X.
Les quelques mètres qui me séparent de la colocation me paraissent interminables à parcourir. L'inquiétude irraisonnée de voir surgir mon père d'un instant à l'autre sur ma route me fait opter pour un retour vers mon nouvel habitat au pas de course, à la limite du sprint.
Ce rythme n'est pas en corrélation avec la faible capacité physique dont je suis pourvu, mais la peur m'oblige à passer outre mon épuisement. Ce n'est qu'en franchissant le seuil de l'appartement plongé dans le noir, pantelant et tremblant de toute part, que je m'autorise à reprendre ma respiration.
Le temps de retrouver mes esprits, je me laisse choir à terre sans la moindre retenue. Lorsque je suis sur le point de m'endormir à même le sol, malgré l'inconfort de cette position, je saisis à bras le corps le peu d'énergie qu'il me reste pour me relever.
À pas feutrés, je rejoins le couloir qui mène à la chambre à coucher. Du petit interstice de la porte close émane une légère lueur qui anéantit l'espoir que j'avais de ne pas croiser le latino dans un tel état de vulnérabilité.
Pendant de longues secondes, je demeure statique à l'extérieur à anticiper la brève conversation que nous risquons d'avoir une fois que je serai entré.
Elio, qui est étendu sur le lit, abandonne le téléviseur du regard au moment où je me faufile dans la pièce. Par chance, le faible faisceau de lumière qui provient de l'écran rend mes expressions faciales, que je ne suis pas certain de gérer convenablement, imperceptibles aux yeux du brun.
— Ça s'est bien passé ? m'interroge mon colocataire, alors que je m'avance vers la commode où sont rangées mes affaires.
— Oui, soufflé-je sans la moindre hésitation.

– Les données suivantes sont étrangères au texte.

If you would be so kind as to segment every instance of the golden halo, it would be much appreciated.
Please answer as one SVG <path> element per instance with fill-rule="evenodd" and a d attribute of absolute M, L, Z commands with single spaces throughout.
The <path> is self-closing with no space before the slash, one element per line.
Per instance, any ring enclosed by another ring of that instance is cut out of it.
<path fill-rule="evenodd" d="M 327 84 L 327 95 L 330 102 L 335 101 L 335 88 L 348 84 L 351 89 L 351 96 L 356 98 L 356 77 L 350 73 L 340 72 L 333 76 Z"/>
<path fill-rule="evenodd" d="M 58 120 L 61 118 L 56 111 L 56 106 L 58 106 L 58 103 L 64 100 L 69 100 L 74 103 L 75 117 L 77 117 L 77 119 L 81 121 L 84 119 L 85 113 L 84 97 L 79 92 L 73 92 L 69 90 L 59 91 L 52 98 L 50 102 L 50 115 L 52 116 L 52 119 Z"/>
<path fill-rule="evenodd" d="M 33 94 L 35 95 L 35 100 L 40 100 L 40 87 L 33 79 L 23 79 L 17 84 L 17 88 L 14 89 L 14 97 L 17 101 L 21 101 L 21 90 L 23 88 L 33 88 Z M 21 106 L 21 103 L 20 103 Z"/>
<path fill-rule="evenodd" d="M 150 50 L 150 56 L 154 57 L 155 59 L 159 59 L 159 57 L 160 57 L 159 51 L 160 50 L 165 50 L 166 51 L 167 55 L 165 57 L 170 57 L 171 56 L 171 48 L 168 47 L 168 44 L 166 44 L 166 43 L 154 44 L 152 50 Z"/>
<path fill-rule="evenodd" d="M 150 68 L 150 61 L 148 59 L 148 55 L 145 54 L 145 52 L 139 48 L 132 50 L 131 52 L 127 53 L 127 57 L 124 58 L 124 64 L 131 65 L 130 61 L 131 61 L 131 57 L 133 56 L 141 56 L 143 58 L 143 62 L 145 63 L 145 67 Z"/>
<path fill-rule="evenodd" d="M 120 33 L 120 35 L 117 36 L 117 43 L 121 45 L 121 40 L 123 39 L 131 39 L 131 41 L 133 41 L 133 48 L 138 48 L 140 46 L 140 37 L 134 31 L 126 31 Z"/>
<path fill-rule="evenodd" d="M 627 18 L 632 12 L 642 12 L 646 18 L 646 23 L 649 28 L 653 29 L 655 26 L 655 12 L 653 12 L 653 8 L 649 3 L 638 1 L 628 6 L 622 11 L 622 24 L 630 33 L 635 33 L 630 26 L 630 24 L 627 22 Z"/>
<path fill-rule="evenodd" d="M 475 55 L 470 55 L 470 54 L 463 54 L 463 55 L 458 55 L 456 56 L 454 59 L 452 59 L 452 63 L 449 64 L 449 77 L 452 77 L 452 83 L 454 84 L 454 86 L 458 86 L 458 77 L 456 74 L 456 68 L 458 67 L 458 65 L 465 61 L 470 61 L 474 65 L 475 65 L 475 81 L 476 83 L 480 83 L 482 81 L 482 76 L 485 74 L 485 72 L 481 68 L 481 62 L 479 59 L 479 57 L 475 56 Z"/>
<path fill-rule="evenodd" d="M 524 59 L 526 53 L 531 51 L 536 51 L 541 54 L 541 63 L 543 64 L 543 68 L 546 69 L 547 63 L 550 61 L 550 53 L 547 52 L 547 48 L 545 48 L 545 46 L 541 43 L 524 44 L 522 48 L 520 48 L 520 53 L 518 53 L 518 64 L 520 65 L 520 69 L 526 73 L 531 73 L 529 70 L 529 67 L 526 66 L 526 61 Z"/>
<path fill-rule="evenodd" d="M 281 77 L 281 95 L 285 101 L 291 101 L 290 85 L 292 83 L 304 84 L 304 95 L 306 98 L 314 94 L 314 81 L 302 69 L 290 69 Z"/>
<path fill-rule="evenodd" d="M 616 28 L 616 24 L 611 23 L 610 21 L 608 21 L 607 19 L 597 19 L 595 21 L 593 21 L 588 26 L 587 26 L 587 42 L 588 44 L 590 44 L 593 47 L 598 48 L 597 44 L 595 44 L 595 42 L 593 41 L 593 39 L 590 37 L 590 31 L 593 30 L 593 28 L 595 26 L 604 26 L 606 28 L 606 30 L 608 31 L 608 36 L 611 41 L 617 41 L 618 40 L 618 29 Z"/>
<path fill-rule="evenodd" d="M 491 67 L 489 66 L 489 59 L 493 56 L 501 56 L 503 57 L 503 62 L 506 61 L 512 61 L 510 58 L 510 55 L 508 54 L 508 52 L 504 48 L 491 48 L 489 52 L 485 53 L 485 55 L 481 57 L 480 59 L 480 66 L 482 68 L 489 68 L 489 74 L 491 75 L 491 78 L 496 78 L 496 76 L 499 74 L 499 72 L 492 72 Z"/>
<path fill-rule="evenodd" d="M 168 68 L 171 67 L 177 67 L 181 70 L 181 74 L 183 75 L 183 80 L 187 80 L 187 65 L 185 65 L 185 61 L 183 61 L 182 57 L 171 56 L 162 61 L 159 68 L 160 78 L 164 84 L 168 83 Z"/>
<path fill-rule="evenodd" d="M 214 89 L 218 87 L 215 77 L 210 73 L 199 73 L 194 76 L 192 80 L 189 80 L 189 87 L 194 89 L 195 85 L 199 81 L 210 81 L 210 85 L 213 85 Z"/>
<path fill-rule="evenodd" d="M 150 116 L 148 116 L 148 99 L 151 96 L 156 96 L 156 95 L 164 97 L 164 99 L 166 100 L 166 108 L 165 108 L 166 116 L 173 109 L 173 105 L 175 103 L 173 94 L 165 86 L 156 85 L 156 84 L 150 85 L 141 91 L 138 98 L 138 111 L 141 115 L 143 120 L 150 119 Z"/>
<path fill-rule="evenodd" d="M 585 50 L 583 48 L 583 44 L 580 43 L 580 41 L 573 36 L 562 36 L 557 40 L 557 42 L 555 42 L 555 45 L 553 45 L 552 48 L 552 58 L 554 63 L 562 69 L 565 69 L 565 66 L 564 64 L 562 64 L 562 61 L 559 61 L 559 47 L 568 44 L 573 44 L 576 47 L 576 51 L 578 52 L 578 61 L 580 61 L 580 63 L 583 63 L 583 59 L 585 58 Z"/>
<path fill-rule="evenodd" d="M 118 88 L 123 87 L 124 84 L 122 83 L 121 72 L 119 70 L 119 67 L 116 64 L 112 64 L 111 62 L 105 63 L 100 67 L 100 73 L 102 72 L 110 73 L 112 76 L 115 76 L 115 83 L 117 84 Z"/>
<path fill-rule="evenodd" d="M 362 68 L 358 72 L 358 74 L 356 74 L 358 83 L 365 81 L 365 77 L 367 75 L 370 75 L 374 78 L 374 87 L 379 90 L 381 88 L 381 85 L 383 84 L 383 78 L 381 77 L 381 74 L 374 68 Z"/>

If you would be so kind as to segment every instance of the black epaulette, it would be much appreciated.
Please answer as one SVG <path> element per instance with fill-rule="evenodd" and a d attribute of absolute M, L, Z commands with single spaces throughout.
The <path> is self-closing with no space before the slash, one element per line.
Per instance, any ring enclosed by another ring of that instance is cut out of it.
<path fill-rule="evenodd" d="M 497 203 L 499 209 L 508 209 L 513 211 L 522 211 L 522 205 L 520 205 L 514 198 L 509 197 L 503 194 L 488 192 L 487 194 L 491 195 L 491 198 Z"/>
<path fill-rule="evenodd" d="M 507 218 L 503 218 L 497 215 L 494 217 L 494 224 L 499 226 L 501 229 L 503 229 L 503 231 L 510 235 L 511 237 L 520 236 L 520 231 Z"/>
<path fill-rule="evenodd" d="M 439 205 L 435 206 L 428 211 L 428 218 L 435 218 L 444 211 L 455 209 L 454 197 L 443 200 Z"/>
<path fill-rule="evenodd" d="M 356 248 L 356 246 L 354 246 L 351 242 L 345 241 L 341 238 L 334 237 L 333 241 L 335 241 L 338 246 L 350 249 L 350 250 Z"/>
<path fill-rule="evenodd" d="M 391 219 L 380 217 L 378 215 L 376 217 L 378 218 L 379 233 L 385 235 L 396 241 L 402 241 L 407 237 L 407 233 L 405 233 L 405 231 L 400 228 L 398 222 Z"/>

Pressé de me glisser sous une douche pour éliminer les effluves de vomis et de transpiration qui suintent de mon corps poisseux, je fouille frénétiquement dans mon tiroir en quête d'un caleçon et d'un tee-shirt propre.
Le Latino, sans doute dans l'optique de me simplifier la tâche, actionne l'interrupteur du plafonnier. La lumière qui jaillit m'éblouit le temps d'une seconde, mais est effectivement une bonne alliée pour accélérer mes recherches.
Une fois mes vêtements en main, je m'éloigne du meuble pour me diriger vers la sortie. Je suis stoppé dans mon élan par mon téléphone qui vibre, attirant mon attention vers la table de chevet sur laquelle il repose.
— Tu devrais répondre, il n'arrête pas de sonner depuis tout à l'heure. C'est sans doute urgent.
Inconsciemment, mes yeux dérivent vers le brun qui s'adresse à moi. Quand nos regards se croisent, le visage du Latino passe d'impassible à livide. Après quelques secondes durant lesquelles il semble interloqué, Elio expulse son corps robuste du lit pour venir me surplomber de toute sa hauteur.
Le doigt qui glisse sous mon menton me prend tellement au dépourvu que je ne cherche pas à lutter lorsqu'il effectue une légère pression pour me contraindre à relever la tête.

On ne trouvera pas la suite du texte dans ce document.